PURPOSE: To perform magnetic resonance imaging (MRI), human lung imaging, and quantification of the gas-transfer dynamics of hyperpolarized xenon-129 (HPX) from the alveoli into the blood plasma. MATERIALS AND METHODS: HPX MRI with iterative decomposition of water and fat with echo asymmetry and least-square estimation (IDEAL) approach were used with multi-interleaved spiral k-space sampling to obtain HPX gas and dissolved phase images. IDEAL time-series images were then obtained from ten subjects including six normal subjects and four patients with pulmonary emphysema to test the feasibility of the proposed technique for capturing xenon-129 gas-transfer dynamics (XGTD).

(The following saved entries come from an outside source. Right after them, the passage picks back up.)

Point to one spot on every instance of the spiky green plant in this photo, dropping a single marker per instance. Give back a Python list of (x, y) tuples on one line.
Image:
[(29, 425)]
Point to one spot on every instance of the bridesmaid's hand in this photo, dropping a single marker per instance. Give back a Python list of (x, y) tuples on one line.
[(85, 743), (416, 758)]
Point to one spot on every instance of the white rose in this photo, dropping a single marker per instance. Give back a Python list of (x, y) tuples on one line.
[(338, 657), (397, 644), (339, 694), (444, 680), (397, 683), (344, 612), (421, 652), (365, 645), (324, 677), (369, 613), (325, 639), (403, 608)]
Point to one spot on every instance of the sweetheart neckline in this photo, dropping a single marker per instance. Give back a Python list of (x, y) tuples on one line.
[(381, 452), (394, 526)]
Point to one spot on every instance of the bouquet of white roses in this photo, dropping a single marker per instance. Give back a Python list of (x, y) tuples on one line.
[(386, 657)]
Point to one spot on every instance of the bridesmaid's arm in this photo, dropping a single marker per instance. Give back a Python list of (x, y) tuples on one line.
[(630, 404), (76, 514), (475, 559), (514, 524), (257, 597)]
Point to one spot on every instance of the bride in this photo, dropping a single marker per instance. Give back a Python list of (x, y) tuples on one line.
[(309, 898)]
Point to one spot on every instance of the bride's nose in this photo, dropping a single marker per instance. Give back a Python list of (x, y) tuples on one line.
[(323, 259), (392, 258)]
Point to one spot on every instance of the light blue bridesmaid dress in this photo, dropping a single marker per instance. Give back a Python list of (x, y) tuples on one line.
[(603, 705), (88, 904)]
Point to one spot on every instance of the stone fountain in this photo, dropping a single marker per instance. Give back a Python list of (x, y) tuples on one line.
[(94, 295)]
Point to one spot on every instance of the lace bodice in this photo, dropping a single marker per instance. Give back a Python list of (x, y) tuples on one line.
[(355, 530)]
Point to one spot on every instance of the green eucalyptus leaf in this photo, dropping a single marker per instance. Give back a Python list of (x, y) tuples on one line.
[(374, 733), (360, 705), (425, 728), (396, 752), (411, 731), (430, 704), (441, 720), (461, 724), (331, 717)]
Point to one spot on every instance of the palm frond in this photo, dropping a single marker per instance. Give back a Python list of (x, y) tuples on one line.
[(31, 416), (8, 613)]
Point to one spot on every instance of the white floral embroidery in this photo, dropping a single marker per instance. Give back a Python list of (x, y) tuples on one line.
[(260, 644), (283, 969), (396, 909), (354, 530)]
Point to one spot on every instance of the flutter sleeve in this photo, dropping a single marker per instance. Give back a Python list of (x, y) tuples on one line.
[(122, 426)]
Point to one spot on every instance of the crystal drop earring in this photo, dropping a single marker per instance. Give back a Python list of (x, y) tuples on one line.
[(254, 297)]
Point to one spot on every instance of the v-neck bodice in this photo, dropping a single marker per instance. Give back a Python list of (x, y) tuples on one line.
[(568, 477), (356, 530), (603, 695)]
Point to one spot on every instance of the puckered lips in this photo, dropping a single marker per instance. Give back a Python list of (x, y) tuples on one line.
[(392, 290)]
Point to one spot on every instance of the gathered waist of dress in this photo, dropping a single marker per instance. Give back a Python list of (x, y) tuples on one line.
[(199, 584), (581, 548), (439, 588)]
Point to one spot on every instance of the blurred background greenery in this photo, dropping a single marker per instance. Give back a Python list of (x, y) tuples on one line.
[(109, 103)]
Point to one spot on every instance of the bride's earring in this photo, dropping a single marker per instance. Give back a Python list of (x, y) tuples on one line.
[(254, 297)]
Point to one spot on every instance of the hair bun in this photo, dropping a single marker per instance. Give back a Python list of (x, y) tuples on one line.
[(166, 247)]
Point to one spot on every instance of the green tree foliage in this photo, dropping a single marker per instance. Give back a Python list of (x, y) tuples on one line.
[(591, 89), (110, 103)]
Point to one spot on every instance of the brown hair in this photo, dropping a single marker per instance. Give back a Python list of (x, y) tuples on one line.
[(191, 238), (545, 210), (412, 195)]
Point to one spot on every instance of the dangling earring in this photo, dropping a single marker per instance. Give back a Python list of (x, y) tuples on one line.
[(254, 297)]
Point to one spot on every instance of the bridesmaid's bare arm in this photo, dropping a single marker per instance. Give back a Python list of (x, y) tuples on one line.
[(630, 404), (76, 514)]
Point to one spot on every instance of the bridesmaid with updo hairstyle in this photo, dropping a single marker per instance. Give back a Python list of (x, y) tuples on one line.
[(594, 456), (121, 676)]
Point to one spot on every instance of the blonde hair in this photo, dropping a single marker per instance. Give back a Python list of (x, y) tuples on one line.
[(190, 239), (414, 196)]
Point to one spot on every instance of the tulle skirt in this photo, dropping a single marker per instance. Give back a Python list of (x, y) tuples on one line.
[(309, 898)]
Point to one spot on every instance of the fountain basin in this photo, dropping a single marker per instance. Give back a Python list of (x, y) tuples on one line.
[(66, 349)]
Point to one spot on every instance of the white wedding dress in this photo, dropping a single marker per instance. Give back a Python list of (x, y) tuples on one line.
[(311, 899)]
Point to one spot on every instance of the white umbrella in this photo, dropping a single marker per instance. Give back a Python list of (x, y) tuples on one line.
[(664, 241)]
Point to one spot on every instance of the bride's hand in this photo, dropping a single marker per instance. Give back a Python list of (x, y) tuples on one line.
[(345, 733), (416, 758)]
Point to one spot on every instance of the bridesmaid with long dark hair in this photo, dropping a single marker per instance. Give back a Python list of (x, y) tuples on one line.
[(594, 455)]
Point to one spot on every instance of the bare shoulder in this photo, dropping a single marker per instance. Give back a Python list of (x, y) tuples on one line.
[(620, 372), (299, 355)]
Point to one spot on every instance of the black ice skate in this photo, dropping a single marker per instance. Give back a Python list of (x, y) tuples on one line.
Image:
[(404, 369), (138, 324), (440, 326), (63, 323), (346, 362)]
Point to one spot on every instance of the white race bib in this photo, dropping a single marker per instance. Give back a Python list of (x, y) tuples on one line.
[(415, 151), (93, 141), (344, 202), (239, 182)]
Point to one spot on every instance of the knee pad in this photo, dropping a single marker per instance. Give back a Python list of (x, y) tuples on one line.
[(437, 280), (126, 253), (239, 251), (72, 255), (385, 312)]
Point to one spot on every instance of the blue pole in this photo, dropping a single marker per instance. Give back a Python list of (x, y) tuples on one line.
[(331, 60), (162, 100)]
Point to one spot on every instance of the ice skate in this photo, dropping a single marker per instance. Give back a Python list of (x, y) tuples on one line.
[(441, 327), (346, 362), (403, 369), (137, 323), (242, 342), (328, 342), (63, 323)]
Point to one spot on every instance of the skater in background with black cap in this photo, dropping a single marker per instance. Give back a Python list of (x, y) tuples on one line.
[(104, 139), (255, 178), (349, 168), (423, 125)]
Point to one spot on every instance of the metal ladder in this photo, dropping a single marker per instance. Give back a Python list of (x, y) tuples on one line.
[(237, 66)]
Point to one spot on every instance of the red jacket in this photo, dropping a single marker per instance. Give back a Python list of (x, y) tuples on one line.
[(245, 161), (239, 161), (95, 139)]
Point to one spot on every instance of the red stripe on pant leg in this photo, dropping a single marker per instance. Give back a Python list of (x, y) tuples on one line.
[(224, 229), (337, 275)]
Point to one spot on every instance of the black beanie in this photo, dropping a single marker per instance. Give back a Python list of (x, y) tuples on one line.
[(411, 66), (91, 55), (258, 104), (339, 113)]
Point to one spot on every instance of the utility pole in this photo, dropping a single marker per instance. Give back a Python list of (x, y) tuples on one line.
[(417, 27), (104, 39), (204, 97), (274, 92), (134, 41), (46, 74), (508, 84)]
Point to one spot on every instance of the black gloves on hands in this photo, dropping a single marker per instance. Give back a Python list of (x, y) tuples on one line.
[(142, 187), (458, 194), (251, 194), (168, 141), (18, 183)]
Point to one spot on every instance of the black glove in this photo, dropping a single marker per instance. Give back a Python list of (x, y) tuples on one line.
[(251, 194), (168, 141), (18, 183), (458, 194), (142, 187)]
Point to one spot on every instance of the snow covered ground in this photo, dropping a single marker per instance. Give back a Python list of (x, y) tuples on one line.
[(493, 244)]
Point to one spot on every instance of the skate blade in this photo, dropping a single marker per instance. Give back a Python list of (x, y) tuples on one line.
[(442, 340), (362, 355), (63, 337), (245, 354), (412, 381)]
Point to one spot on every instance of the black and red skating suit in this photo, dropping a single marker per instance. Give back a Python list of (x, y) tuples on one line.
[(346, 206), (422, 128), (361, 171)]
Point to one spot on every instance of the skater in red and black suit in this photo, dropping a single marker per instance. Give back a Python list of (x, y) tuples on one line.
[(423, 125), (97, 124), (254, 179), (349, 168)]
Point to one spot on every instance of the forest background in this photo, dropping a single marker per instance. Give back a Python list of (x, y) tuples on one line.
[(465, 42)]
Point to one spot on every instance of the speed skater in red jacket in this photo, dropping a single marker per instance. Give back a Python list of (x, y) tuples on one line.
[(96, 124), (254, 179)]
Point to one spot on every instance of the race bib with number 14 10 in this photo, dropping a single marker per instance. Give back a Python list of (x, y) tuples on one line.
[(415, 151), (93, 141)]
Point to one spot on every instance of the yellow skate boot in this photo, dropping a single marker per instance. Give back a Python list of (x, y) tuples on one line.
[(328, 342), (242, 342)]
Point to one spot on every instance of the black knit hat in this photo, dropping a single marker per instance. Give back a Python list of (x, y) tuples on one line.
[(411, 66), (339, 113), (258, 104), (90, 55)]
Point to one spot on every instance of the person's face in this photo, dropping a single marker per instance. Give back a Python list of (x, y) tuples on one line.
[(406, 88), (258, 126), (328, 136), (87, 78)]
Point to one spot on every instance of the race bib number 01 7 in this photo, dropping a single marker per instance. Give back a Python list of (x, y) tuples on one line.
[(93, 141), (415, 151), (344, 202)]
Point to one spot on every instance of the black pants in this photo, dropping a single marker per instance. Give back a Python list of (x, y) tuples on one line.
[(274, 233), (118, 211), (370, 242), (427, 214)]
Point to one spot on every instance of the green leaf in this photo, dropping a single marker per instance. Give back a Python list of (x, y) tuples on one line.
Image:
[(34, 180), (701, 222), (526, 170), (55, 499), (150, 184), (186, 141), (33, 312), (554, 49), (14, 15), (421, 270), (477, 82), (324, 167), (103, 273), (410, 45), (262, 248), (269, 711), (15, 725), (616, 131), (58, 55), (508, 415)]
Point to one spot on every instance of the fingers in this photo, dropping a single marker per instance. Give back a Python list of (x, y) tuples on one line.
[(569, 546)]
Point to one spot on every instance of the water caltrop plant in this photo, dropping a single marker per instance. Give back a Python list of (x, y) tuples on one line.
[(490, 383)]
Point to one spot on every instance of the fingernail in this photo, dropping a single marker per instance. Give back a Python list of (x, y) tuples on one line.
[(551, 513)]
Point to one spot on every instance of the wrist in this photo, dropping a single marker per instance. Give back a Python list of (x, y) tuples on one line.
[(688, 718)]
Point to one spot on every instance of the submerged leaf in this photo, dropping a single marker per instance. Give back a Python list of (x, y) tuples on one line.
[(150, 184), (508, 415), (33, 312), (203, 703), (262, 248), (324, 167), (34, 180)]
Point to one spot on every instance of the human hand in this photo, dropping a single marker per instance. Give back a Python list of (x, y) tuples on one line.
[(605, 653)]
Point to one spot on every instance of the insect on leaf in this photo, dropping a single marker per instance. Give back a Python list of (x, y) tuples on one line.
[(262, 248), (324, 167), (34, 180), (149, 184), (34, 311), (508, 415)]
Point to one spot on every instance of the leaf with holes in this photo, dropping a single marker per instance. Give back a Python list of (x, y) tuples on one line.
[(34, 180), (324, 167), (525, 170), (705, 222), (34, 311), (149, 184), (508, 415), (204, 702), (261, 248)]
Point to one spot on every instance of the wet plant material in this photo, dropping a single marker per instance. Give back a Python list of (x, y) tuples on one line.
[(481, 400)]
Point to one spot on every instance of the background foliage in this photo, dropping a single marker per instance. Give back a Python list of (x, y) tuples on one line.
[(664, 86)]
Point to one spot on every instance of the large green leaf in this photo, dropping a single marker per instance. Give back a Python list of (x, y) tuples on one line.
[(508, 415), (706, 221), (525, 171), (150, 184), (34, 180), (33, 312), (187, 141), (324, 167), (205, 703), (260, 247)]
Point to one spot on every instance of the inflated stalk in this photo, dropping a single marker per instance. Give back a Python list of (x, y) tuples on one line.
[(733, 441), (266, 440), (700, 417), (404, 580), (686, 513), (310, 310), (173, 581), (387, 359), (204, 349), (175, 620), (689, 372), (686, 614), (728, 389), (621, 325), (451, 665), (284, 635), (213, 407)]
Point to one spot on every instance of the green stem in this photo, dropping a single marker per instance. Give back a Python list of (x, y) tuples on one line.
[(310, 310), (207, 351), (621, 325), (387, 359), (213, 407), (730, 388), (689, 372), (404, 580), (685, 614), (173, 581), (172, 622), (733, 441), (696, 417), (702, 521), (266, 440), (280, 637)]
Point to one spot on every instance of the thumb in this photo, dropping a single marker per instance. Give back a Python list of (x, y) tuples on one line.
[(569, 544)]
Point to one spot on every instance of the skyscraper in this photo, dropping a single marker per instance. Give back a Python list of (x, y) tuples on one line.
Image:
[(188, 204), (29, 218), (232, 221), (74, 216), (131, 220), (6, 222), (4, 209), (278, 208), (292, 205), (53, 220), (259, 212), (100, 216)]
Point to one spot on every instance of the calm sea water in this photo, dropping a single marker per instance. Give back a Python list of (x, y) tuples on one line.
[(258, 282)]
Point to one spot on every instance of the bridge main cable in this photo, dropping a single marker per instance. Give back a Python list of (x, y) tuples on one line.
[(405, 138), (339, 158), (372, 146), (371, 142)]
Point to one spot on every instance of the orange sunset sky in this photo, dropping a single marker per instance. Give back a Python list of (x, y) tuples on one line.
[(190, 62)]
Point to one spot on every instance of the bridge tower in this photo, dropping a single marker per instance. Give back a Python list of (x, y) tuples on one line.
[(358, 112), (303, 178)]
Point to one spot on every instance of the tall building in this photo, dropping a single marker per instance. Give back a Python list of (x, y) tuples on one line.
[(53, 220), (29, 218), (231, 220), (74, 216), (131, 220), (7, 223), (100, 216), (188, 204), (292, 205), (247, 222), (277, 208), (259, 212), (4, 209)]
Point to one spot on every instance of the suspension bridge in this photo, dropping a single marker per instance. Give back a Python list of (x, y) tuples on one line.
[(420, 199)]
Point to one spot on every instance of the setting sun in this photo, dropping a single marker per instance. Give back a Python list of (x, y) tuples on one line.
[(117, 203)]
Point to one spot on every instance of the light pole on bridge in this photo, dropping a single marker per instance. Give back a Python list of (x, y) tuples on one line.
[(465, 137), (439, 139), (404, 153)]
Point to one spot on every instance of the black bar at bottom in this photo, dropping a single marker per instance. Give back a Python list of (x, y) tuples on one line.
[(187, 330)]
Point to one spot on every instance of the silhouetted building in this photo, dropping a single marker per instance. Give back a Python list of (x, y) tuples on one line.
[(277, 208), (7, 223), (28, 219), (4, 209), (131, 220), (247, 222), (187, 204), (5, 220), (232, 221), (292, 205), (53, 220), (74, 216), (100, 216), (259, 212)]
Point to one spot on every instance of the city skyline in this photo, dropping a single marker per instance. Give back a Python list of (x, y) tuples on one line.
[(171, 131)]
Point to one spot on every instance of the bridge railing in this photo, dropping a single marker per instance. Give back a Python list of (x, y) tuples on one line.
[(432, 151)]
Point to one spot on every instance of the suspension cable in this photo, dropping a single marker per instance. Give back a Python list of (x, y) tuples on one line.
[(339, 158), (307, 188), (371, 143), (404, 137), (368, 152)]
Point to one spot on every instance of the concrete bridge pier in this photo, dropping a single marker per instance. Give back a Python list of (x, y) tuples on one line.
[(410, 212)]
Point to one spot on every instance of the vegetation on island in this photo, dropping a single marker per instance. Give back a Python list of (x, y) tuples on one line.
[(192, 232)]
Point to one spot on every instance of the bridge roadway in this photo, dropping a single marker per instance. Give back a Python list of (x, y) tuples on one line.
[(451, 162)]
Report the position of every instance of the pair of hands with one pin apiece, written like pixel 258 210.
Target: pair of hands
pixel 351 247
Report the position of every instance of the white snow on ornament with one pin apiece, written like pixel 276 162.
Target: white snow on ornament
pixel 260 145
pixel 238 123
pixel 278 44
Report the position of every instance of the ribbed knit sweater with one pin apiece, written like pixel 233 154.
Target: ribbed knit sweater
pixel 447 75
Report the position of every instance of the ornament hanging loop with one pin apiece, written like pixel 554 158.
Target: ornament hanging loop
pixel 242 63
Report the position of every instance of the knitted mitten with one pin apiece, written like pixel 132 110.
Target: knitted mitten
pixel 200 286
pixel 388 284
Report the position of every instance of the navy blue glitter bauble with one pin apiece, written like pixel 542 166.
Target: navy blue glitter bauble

The dynamics of xenon gas diffusion over the entire lung was also investigated by measuring the signal intensity variations between three regions of interest, including the left and right lungs and the heart using Welch's t test. RESULTS: The technique enabled the acquisition of HPX gas and dissolved phase compartment images in a single breath-hold interval of 8 s. The y-intersect of the XGTD curves were also found to be statistically lower in the patients with lung emphysema than in the healthy group (p < 0.05). CONCLUSION: This time-series IDEAL technique enables the visualization and quantification of inhaled xenon from the alveoli to the left ventricle with a clinical gradient strength magnet during a single breath-hold, in healthy and diseased lungs. KEY POINTS: • The proposed hyperpolarized xenon-129 gas and dissolved magnetic resonance imaging technique can provide regional and temporal measurements of xenon-129 gas-transfer dynamics. • Quantitative measurement of xenon-129 gas-transfer dynamics from the alveolar to the heart was demonstrated in normal subjects and pulmonary emphysema. • Comparison of gas-transfer dynamics in normal subjects and pulmonary emphysema showed that the proposed technique appears sensitive to changes affecting the alveoli, pulmonary interstitium, and capillaries.